L’immense majorité des répondantes (90 %) exercent dans un établissement public, dont 40 % dans une maternité de type 3. En moyenne, les coordinatrices ont 49 ans. En plus de leur diplôme d’État de sage-femme, obtenu majoritairement depuis plus de quinze ans, les trois-quarts possèdent un diplôme complémentaire, dont plus de la moitié en management. Les deux tiers sont sages-femmes de grade 2. Elles consacrent 69 % de leur temps au management des équipes, 12 % à la gestion de la qualité et des risques, 18 % à de l’activité clinique. Le reste du temps est principalement occupé par de la gestion financière et l’accompagnement des nouvelles recrutées. Plus de la moitié des sages-femmes coordinatrices (55 %) exercent aussi des fonctions à l’extérieur de leur établissement : réseau périnatal, enseignement, Conseil de l’Ordre.
Les taux de vacance des postes restent inquiétants : 11 % pour les sages-femmes cliniciennes, 12 % pour les coordinatrices, 9 % pour les coordinatrices apprenantes ou faisant fonction et 11 % pour les coordonnatrices en maïeutique. À plus de 60 %, les postes sont vacants depuis moins d’un an.
Insécurité et sentiment d’inutilité
« Globalement, à plus de 50 %, les relations humaines avec le chef de pôle et le chef de service ou la direction des soins sont décrites comme satisfaisantes, ajoutait Corinne Riou-Chiarandini, de l’ANSFC. Les relations intraservices, avec les sages-femmes, sont également satisfaisantes, tout comme avec le manager hiérarchique. Plus inquiétant : certaines coordinatrices ont mentionné des relations inexistantes avec leur chef de pôle ou chef de service. Un tiers des participantes ont aussi déclaré une absence totale de relation avec la direction des affaires médicales (Dam), alors que la carrière des sages-femmes doit être gérée par ce service depuis un texte voté voilà plus de huit ans. En outre, 30 % des personnes interrogées se déclarent insatisfaites dans leur rôle de manager. Elles sont spécialement éprouvées par l’organisation de leur temps de travail, avec une conciliation très difficile entre leur vie professionnelle et personnelle. Pire : 38 % des coordinatrices ne se sentent pas en sécurité dans l’exercice de leur profession. Plus de la moitié (52 %) ne sont pas épanouies dans leur travail et un gros tiers (35 %) déclarent ne pas avoir de sentiment d’utilité publique. Sage-femme coordinatrice : un nouveau bullshit job ? Cela paraît incroyable.

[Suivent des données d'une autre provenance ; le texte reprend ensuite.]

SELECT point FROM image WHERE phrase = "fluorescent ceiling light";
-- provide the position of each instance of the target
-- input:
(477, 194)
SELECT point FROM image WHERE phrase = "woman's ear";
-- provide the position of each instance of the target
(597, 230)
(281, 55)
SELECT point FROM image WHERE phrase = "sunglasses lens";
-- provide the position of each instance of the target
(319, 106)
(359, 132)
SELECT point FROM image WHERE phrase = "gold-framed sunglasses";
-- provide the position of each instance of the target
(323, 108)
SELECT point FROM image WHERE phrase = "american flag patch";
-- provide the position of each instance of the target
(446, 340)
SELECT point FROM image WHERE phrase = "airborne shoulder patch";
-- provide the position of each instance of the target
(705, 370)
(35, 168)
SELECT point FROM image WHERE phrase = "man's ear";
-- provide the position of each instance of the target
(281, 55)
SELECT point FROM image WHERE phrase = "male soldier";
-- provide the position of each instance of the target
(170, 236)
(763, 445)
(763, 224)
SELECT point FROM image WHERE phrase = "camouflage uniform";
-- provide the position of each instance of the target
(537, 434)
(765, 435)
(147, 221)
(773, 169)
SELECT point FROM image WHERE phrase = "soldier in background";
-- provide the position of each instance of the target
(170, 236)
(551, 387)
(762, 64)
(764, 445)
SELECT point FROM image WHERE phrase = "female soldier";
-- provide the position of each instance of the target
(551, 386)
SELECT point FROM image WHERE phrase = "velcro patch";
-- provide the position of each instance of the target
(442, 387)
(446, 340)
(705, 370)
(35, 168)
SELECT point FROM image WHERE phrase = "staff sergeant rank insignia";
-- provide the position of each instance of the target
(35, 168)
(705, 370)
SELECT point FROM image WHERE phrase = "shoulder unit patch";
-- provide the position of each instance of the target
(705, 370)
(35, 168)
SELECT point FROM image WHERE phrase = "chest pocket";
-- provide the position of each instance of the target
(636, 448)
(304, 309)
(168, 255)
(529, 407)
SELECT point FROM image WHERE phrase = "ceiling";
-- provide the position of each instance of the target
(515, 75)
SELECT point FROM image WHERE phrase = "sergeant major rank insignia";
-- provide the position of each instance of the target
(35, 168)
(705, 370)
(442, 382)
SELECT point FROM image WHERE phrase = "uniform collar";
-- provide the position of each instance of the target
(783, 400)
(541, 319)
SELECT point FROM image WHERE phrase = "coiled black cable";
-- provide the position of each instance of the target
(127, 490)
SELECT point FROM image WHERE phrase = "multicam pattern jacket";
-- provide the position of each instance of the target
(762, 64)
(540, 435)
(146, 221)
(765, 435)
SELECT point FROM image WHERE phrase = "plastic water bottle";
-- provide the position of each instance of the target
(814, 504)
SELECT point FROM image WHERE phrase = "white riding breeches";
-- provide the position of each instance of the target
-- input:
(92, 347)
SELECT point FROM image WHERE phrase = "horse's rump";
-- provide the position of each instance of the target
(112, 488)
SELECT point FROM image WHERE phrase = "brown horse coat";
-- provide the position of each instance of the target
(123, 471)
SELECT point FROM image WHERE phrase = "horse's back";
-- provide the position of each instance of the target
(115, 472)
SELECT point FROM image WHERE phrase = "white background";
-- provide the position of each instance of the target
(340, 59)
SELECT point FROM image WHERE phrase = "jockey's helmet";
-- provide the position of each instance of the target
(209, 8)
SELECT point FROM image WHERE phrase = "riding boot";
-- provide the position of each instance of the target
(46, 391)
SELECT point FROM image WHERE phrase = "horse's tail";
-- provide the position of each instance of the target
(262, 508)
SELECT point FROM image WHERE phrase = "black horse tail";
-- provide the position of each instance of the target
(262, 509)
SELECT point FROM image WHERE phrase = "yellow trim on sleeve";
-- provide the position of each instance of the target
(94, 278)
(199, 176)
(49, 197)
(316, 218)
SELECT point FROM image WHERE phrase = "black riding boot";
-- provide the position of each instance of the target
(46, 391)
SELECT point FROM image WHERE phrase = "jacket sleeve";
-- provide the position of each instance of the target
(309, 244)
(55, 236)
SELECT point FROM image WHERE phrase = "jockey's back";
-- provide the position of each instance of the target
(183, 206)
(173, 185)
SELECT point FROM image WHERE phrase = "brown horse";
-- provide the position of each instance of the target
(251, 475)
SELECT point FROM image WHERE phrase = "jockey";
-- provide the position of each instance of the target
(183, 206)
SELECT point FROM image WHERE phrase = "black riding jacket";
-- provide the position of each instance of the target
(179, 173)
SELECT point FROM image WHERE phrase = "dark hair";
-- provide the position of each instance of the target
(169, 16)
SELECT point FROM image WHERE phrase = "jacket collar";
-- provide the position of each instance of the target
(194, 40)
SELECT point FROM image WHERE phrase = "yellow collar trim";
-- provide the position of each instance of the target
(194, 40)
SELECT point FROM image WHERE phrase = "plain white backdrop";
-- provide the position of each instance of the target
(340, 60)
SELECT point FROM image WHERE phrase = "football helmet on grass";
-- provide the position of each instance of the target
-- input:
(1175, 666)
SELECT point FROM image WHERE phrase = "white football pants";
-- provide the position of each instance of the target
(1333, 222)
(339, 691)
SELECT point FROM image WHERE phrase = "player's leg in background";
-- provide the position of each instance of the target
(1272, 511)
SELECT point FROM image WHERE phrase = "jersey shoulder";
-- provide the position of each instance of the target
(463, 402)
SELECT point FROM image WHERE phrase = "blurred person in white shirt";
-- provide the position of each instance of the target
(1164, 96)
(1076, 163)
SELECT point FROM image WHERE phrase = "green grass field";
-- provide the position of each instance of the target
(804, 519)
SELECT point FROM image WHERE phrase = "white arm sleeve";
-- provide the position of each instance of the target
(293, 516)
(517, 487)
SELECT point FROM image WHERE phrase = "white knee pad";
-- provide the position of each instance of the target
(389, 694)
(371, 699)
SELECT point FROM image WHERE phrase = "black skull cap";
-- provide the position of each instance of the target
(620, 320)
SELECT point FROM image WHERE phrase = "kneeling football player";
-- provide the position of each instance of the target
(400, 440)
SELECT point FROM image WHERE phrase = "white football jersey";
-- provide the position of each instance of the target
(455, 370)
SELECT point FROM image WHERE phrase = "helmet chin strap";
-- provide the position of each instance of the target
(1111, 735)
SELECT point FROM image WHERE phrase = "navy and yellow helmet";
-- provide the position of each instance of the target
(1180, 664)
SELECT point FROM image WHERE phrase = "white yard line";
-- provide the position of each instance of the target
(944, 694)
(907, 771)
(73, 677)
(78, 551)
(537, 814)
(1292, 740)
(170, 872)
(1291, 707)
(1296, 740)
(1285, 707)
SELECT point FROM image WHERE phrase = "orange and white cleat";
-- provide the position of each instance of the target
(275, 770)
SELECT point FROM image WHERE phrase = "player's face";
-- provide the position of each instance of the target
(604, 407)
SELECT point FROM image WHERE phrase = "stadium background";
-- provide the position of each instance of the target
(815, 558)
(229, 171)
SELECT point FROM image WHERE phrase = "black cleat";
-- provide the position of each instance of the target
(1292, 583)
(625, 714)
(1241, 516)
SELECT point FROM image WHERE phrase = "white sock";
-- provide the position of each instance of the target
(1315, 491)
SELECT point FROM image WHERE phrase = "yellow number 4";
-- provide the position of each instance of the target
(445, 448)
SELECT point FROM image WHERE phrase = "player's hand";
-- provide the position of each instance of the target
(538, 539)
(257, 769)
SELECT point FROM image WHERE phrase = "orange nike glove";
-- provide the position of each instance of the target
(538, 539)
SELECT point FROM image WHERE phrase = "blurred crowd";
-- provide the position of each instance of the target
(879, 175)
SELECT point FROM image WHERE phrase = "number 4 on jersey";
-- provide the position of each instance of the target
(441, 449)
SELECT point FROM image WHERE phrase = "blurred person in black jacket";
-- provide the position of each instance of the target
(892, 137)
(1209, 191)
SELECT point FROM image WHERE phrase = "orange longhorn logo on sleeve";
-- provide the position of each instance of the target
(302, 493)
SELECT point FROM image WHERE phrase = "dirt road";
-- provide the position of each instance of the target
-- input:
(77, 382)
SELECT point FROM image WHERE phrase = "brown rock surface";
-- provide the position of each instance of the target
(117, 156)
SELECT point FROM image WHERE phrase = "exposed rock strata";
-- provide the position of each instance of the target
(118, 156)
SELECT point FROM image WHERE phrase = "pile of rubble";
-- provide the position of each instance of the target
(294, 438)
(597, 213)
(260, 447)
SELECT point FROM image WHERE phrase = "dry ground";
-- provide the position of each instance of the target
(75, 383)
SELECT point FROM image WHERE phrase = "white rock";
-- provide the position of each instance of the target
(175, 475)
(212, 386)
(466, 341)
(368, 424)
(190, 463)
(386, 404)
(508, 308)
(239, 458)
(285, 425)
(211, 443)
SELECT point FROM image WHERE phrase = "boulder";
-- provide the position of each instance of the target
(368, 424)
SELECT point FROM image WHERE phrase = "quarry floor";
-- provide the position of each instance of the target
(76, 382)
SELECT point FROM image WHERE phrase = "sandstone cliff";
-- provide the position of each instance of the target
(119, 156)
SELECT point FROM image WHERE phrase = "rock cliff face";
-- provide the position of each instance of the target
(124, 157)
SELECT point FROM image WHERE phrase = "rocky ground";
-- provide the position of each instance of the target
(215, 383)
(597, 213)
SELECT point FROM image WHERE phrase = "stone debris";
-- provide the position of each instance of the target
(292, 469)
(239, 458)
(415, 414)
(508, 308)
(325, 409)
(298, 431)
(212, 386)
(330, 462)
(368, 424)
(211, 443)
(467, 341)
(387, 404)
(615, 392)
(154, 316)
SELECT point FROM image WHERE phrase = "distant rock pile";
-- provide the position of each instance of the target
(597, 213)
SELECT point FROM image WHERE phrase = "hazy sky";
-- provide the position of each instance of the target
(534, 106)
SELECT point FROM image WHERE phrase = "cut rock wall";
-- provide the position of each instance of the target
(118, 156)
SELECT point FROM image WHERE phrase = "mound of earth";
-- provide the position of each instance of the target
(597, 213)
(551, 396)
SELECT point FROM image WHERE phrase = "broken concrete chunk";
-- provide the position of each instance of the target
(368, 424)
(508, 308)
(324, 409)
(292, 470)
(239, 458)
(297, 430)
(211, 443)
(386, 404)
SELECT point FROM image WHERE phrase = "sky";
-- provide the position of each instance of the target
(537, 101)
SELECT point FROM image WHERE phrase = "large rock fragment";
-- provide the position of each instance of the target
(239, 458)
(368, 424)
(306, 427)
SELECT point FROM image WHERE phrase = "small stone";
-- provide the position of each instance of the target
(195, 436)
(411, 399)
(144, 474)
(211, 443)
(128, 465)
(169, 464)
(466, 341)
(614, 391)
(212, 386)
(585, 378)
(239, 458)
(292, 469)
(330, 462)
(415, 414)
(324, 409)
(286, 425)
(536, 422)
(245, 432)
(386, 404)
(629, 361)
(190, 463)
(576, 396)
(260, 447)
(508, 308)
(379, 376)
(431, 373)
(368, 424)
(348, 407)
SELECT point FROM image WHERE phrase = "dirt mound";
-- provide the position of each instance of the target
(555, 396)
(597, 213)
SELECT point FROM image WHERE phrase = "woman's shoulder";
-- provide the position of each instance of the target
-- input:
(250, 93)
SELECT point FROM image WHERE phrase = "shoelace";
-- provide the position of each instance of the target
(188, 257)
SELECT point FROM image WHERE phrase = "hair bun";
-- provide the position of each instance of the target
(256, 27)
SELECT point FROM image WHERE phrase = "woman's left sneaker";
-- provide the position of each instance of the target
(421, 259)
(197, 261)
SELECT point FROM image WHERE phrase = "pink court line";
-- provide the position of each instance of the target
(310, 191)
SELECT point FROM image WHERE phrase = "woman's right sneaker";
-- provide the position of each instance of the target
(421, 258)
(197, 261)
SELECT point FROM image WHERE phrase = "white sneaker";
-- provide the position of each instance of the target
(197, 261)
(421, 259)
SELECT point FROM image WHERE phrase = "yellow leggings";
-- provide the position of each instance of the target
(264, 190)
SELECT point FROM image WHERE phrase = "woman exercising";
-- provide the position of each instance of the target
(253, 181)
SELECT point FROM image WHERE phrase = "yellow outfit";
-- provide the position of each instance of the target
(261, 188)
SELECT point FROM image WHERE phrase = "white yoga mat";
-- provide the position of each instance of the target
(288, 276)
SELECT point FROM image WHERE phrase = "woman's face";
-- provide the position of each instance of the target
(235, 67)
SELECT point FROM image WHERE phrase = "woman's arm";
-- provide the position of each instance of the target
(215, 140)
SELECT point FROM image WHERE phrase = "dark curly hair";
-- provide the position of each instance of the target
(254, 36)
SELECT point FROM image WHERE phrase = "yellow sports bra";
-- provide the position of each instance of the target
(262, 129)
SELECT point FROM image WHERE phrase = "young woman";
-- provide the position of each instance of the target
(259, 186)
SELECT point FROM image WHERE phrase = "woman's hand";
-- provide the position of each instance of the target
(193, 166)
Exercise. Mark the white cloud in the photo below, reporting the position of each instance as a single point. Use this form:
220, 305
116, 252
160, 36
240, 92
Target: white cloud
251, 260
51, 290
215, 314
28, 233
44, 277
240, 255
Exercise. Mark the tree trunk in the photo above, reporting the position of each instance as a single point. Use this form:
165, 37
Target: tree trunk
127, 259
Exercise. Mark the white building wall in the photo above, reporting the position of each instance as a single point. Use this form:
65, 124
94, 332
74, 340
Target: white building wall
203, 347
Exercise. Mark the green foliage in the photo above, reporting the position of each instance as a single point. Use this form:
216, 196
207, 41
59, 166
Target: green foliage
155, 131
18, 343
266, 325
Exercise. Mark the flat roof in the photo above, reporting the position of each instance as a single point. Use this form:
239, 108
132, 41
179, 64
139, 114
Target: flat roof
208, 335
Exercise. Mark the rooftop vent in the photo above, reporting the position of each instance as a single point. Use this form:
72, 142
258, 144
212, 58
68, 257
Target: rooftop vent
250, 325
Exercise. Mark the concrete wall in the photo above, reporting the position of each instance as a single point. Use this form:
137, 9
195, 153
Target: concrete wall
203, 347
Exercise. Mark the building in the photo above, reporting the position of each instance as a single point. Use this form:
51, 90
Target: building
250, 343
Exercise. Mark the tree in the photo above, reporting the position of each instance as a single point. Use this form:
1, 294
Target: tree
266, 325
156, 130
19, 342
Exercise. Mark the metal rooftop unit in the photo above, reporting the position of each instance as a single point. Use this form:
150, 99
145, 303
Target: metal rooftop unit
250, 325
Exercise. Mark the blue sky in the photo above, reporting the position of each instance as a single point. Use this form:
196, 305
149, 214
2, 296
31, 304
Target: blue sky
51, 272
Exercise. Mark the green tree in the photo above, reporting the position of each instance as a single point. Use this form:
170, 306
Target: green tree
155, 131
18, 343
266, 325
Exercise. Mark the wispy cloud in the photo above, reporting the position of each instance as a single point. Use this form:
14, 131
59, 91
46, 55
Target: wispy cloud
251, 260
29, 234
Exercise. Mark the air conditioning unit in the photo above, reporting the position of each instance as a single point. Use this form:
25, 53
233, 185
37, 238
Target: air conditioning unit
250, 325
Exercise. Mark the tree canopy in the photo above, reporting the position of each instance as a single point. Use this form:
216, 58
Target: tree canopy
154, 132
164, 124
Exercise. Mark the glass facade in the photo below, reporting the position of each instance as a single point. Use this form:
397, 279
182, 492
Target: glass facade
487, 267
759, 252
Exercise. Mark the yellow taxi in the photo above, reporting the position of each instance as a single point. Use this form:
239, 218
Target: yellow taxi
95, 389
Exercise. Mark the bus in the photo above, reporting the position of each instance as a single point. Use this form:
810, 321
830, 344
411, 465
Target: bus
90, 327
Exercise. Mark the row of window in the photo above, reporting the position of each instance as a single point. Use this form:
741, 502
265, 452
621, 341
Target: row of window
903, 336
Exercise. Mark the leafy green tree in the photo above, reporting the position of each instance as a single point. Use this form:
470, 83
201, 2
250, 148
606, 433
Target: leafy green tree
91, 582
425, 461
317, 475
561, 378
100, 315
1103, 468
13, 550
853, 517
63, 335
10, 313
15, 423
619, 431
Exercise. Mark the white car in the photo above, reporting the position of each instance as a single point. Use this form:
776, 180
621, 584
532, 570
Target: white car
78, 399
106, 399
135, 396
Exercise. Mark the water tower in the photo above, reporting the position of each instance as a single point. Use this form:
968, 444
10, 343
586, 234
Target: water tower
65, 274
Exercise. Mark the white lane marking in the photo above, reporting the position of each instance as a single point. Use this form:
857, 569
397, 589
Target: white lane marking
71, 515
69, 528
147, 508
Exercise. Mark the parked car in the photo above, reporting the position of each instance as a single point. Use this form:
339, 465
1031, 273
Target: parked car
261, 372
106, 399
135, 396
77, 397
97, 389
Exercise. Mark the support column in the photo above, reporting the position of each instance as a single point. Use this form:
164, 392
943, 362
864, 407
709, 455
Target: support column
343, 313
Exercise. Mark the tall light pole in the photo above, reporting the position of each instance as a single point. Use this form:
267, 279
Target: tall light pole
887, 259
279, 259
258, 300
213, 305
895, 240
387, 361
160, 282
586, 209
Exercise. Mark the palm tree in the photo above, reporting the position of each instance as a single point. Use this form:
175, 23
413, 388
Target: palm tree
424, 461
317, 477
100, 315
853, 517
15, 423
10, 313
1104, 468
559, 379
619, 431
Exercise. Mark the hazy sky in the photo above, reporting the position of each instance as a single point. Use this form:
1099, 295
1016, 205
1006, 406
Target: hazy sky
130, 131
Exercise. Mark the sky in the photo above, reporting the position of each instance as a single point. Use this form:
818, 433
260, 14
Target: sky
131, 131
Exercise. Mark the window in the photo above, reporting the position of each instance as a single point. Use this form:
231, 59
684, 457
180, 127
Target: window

« Le malaise profond des sages-femmes renforcé par la crise sanitaire, la vacance des postes, le moindre attrait pour la profession… Avec cette enquête, nous avons voulu documenter ces constats et pas seulement parler à partir d’un ressenti, résume Sylvie Le Roux, présidente de l’ANSFC. C’est une première base de travail qu’il faudra approfondir. » Désormais, les sages-femmes coordinatrices disposent de données chiffrées pour étayer un éventuel plaidoyer.